# My adorable new model



## virenko (Mar 23, 2008)

This is my new kitten, he really likes to play for model


----------



## TCimages (Mar 23, 2008)

what a great shot


----------



## Battou (Mar 23, 2008)

I have some new ones too....but they are a little young still yet.


Nicely done. :mrgreen:


----------



## Hobbes (Mar 23, 2008)

haha thats one tiny fuzzy kitten youve got there. very cute! especially the big eyes


----------



## LaFoto (Mar 23, 2008)

Awww. This thread needs a serious "Awww-Warning" in the title, with this super-cute model. The eyes are sooo big, and the fur is really frizzy. Funny looking kitten!
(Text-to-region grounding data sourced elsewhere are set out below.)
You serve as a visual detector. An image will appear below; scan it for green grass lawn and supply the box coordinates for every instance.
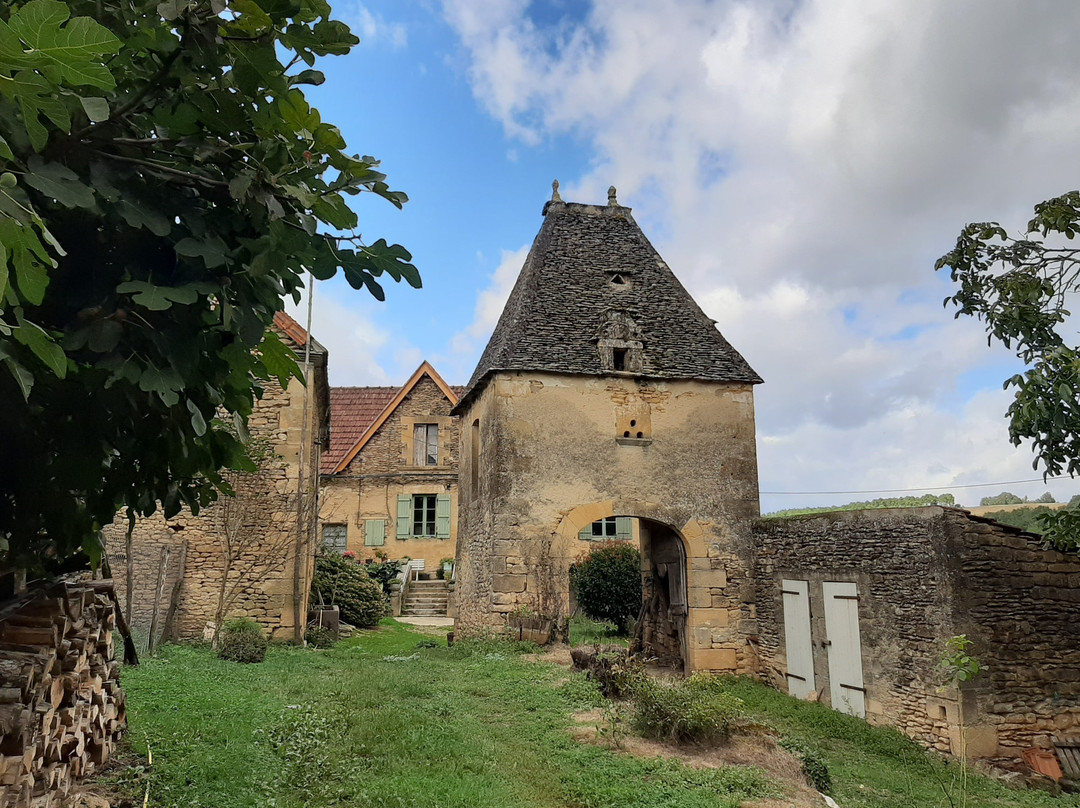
[109,621,1078,808]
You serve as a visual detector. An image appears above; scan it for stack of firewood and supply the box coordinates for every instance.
[0,581,126,807]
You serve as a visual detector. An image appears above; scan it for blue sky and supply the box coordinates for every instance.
[289,1,1080,511]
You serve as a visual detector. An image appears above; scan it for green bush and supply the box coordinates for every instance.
[779,737,832,793]
[310,554,387,627]
[571,542,642,634]
[305,625,336,648]
[629,672,744,744]
[217,617,268,663]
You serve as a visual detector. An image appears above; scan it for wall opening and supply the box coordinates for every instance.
[470,418,480,492]
[571,512,688,670]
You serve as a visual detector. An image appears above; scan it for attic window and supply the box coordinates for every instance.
[610,273,626,286]
[612,348,627,371]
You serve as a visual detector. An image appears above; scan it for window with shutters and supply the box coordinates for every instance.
[321,523,347,553]
[397,493,451,539]
[412,424,438,466]
[578,516,633,541]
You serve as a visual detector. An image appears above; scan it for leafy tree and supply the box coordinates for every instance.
[309,553,385,627]
[570,542,642,635]
[0,0,418,567]
[978,505,1057,535]
[937,192,1080,552]
[978,492,1024,507]
[1035,491,1056,504]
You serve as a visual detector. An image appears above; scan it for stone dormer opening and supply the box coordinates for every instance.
[608,272,628,288]
[597,310,643,374]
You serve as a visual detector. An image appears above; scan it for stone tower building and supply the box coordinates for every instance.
[453,185,763,673]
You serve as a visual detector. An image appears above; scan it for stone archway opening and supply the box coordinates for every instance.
[563,508,689,672]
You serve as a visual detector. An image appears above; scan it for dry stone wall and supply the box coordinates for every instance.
[104,364,321,641]
[945,510,1080,755]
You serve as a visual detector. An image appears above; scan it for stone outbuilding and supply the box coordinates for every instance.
[452,185,762,673]
[104,311,328,645]
[753,506,1080,760]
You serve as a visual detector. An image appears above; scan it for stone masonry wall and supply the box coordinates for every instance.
[455,372,760,674]
[944,510,1080,756]
[753,508,957,751]
[105,358,320,641]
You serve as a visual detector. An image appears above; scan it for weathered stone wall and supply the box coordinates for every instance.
[944,510,1080,756]
[753,507,1080,760]
[456,371,760,673]
[104,359,322,641]
[319,375,460,567]
[752,508,955,750]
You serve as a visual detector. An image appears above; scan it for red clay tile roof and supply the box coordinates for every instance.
[321,386,398,473]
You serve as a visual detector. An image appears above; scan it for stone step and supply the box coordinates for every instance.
[410,581,449,588]
[404,599,449,607]
[402,609,448,617]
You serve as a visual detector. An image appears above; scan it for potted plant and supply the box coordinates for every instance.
[438,557,455,580]
[507,605,554,645]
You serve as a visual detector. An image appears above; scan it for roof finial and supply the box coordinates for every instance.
[551,179,562,203]
[608,185,618,206]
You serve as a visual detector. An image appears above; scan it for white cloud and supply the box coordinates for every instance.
[286,286,401,386]
[441,0,1080,501]
[337,2,407,49]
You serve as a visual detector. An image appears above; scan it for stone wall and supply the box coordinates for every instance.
[319,374,460,568]
[752,508,955,750]
[753,506,1080,760]
[945,509,1080,756]
[455,371,760,674]
[104,356,323,642]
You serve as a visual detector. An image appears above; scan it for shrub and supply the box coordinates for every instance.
[217,617,268,663]
[311,553,387,627]
[778,738,832,793]
[571,542,642,635]
[305,625,336,648]
[629,672,744,744]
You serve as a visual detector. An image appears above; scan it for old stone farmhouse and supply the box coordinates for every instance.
[104,311,328,644]
[318,362,463,569]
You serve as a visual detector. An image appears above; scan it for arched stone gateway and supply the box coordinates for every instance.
[554,505,691,667]
[451,188,762,675]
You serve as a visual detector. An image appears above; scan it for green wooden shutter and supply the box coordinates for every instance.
[579,523,593,541]
[436,494,451,539]
[396,495,411,539]
[364,519,386,547]
[615,517,633,541]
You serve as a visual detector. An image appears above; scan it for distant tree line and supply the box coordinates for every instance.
[764,493,956,519]
[978,491,1056,506]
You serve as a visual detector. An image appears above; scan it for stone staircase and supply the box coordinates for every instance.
[402,578,449,617]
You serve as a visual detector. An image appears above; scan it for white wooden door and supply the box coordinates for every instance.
[823,581,865,718]
[781,580,816,699]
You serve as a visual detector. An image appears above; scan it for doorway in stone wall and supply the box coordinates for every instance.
[571,514,689,670]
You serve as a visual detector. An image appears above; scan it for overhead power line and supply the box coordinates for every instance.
[760,476,1070,496]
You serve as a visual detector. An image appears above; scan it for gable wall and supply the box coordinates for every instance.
[319,375,460,567]
[104,348,323,643]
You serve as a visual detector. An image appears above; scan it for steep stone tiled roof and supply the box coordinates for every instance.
[273,310,326,354]
[321,386,397,473]
[457,190,761,409]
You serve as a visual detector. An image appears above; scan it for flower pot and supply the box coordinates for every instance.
[508,615,554,645]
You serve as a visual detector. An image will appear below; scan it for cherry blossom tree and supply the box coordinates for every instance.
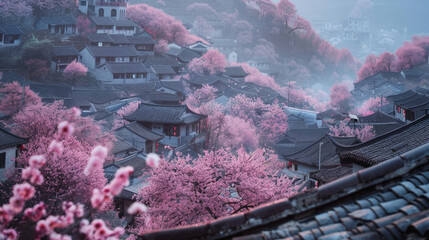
[0,82,41,116]
[127,4,205,46]
[396,42,427,70]
[134,148,300,231]
[76,15,94,36]
[154,39,169,54]
[0,117,149,239]
[356,97,388,116]
[63,60,88,84]
[0,0,32,20]
[227,95,288,145]
[188,50,227,75]
[186,3,219,19]
[112,101,141,130]
[329,83,352,112]
[231,63,279,90]
[25,59,50,81]
[330,122,375,142]
[185,84,217,110]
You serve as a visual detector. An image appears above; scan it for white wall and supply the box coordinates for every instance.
[0,147,17,181]
[80,48,96,70]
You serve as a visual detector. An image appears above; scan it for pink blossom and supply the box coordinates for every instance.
[22,167,44,185]
[49,232,72,240]
[91,145,108,161]
[48,140,64,155]
[63,60,88,80]
[57,121,74,139]
[84,156,104,176]
[90,189,112,210]
[9,197,25,213]
[127,202,148,215]
[62,202,84,218]
[0,205,15,225]
[146,153,160,168]
[23,202,46,221]
[71,107,82,117]
[13,182,35,200]
[188,50,227,75]
[1,229,17,240]
[28,155,46,169]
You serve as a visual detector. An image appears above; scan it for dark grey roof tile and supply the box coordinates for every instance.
[319,223,346,235]
[373,212,405,228]
[407,216,429,237]
[0,127,27,149]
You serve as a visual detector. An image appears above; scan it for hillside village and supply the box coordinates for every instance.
[1,0,429,239]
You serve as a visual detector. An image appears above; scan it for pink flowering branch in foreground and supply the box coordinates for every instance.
[0,116,157,239]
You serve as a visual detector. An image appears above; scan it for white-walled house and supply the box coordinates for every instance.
[0,128,27,181]
[95,62,149,84]
[0,25,24,48]
[124,103,207,148]
[50,45,79,72]
[36,16,78,35]
[79,0,128,20]
[116,122,164,154]
[90,16,138,36]
[79,46,139,70]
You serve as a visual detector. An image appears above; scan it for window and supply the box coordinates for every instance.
[99,8,104,17]
[0,152,6,169]
[111,9,117,17]
[186,126,189,136]
[80,1,86,6]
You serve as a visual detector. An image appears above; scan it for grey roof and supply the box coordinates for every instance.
[387,89,418,102]
[140,92,184,103]
[159,80,184,93]
[50,45,79,57]
[118,122,164,141]
[138,143,429,240]
[30,83,71,99]
[171,144,199,159]
[394,92,429,110]
[71,89,119,106]
[310,166,353,184]
[358,111,405,136]
[224,66,248,78]
[177,48,201,63]
[335,114,429,167]
[0,127,27,149]
[0,25,24,35]
[104,152,148,179]
[90,16,114,26]
[109,34,130,44]
[145,56,182,68]
[84,46,139,57]
[102,62,148,74]
[111,137,138,155]
[125,103,206,124]
[39,16,76,25]
[152,65,177,75]
[114,19,138,27]
[127,35,155,45]
[284,135,358,168]
[355,71,404,88]
[86,33,112,43]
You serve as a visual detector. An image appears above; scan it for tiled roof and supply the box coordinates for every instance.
[111,137,138,155]
[127,35,155,45]
[0,127,27,149]
[310,166,353,184]
[152,65,177,75]
[138,143,429,240]
[159,80,184,93]
[284,135,358,168]
[104,152,148,179]
[102,62,148,74]
[355,71,404,88]
[85,46,139,57]
[395,92,429,109]
[177,48,201,63]
[118,122,164,141]
[30,83,71,99]
[145,56,182,67]
[387,89,418,102]
[0,25,24,35]
[224,66,248,78]
[50,45,79,57]
[39,16,76,25]
[140,92,184,103]
[335,115,429,167]
[90,16,114,26]
[109,34,130,44]
[125,103,206,124]
[86,33,112,42]
[358,111,405,136]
Battou, you got kitten, too?
Photos! Photos! Photos!


----------



## quickshot (Mar 23, 2008)

Aww whats its name?


----------



## Battou (Mar 23, 2008)

LaFoto said:


> Awww. This thread needs a serious "Awww-Warning" in the title, with this super-cute model. The eyes are sooo big, and the fur is really frizzy. Funny looking kitten!
> 
> Battou, you got kitten, too?
> Photos! Photos! Photos!



They are too young at the moment, I have a couple but they suck but I will get some before long.


----------



## Lyncca (Mar 23, 2008)

Awww! What a cute kitten!


----------



## virenko (Mar 24, 2008)

His name is Boris and im officially in love 
Thanks for the comments!


----------



## DanielSmith (Mar 25, 2008)

i love cats!


----------



## chantal7 (Mar 25, 2008)

Cuuuuuuuuuuuuuuuuuuuute! I'm so jealous of people with pets, it sucks living with parents - lol.


----------



## KOrmechea (Mar 27, 2008)

He's poofy.

We had a poofy cat once. However my dad was allergic to him. So, if we wanted to keep him, we would have had to shave off most of his hair (Google "lion cut").

That kind of eliminates the purpose of a poofy cat (which is to be, and look poofy) and it looks hilarious. So we gave her to a friend.

The end.


----------